On a more agreeable note, the Grand Canal was used much by Friends, and the company laid on special boats for those attending Quarterly Meetings. An American visitor commented of her journey on one of the boats: ‘…it was a very easy way of travelling, they cook on board, the dinner and accommodation are equal to a hotel..’. She, of course, was travelling in the first-class cabin.

These travellers reported disasters too as they found them, but always in a very quiet and urbane tone of voice. For instance, in 1803 a long-disused old English meeting house was opened up at the request of a minister, Thomas Shillotoe, and the place was crowded. ‘While I was on my feet, engaged in addressing the assembly, a circumstance occurred which, for a short time, broke in upon the solemnity that the meeting was thus favoured with. The main beam of the upper gallery, which was crowded with people, and crowded underneath, on a sudden gave a loud crack, and broke short off at one end. My feelings of dread for a short time for those who were under the gallery were much excited. But none of our company sustained any injury except from fright. The people, such as could, coming into the meeting house again, and the meeting settling down quietly, we closed under a precious sense that Holy help had been near to us during our sitting together’. Who would put like that nowadays? Thomas Shillitoe was a great man for following his guide, even in the most daunting service, he spent some time in Ireland, where he found himself required to visit every gin-shop in Dublin..

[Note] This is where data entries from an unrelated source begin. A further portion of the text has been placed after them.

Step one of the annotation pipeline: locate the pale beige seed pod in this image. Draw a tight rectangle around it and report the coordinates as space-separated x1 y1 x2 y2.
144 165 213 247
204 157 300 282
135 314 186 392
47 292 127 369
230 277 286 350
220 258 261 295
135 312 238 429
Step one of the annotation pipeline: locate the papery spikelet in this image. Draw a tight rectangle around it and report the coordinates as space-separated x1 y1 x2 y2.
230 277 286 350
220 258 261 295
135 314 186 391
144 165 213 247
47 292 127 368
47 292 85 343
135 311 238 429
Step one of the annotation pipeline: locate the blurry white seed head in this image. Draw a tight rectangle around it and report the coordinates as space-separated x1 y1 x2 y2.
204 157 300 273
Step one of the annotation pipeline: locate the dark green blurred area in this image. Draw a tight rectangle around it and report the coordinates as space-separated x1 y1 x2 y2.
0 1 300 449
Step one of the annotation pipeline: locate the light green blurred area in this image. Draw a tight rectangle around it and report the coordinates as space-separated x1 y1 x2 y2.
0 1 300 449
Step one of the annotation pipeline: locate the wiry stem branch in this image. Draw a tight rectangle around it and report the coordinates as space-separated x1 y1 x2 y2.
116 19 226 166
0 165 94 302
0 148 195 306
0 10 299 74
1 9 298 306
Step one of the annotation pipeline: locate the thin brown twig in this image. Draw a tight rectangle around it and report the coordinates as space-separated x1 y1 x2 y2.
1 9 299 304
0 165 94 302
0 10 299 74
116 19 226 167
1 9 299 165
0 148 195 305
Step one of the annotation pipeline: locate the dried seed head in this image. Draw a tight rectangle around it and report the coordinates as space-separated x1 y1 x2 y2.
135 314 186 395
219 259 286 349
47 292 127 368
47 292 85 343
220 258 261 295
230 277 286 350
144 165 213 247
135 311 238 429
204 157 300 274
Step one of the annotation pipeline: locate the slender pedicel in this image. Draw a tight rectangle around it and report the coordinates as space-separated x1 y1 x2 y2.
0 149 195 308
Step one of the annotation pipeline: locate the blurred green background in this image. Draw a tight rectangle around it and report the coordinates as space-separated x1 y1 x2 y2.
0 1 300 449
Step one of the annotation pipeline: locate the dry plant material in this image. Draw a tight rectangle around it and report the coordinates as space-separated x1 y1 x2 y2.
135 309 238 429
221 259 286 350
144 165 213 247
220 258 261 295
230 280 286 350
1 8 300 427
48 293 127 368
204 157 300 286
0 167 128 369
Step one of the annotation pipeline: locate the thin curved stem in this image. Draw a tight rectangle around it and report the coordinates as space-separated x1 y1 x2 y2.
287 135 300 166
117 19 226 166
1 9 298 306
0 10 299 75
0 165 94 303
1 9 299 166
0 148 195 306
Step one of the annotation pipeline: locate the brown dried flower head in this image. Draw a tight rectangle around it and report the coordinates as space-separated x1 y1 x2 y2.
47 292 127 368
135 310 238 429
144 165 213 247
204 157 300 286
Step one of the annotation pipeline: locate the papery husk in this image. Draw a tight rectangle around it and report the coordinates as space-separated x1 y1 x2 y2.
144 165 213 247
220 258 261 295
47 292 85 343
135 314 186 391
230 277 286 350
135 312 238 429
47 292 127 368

Another Friend who travelled widely in Ireland was Thomas Story, a lawyer from Cumberland. Thomas became well-known in Ireland as he was brother of the Dean of Limerick, so that despite himself he drew large numbers wherever he went in that city. The meetings he called were crowded, by people with quite false expectations, to his great embarrassment. He had the rather agreeable and inclusive way of calling his brother’s wife ‘his sister’. You can’t do that nowadays, you have to get it right. He went to the deanery with a company of Friends, where they met a company of churchmen. He commented of this visit: ‘no offence or occasion was given or taken on any hand, but all was free and friendly. And my sister being a person of excellent natural temper, and very discreet. we were fully and kindly entertained’. His visits were not always so easy.

Thomas Chalkley’s first encounter with Ireland, was by being nearly shipwrecked on the west coast. He traded between Philadelphia, England and the West Indies, and held meetings wherever he landed: Barbados, Bermuda, St Kitts, Nevis, Montserrat and Antigua. The list reminds me of my stamp-collecting days. Most travelling ministers did either one thing or the other, Thomas was very conscious of his duties, divided between his family and the Lord. ‘…My business at no time hindered me in my more weighty service. My hand, when need required, was to my business, but my heart was, and I hope is, and ever shall be, freely given up to serve the Lord…’.

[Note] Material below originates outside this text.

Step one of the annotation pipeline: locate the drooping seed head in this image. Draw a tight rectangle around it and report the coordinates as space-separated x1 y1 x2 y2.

Local memory of the former presence of Friends could be fickle. There had been a regular meeting at Sligo until 1717. Eighty years later, Mary Dudley arrived there after a journey, as she comments, of seventy miles, for Sligo alone. She reported that she was given a ready reception by the people, but that she found no recollection at all of the former Quaker presence there. But she continued: ‘…my very soul cleaves to some of the inhabitants of Sligo, and the remembrance of having been there is precious, whether any fruit may appear or not..’.

And upon that thought, I would like to close.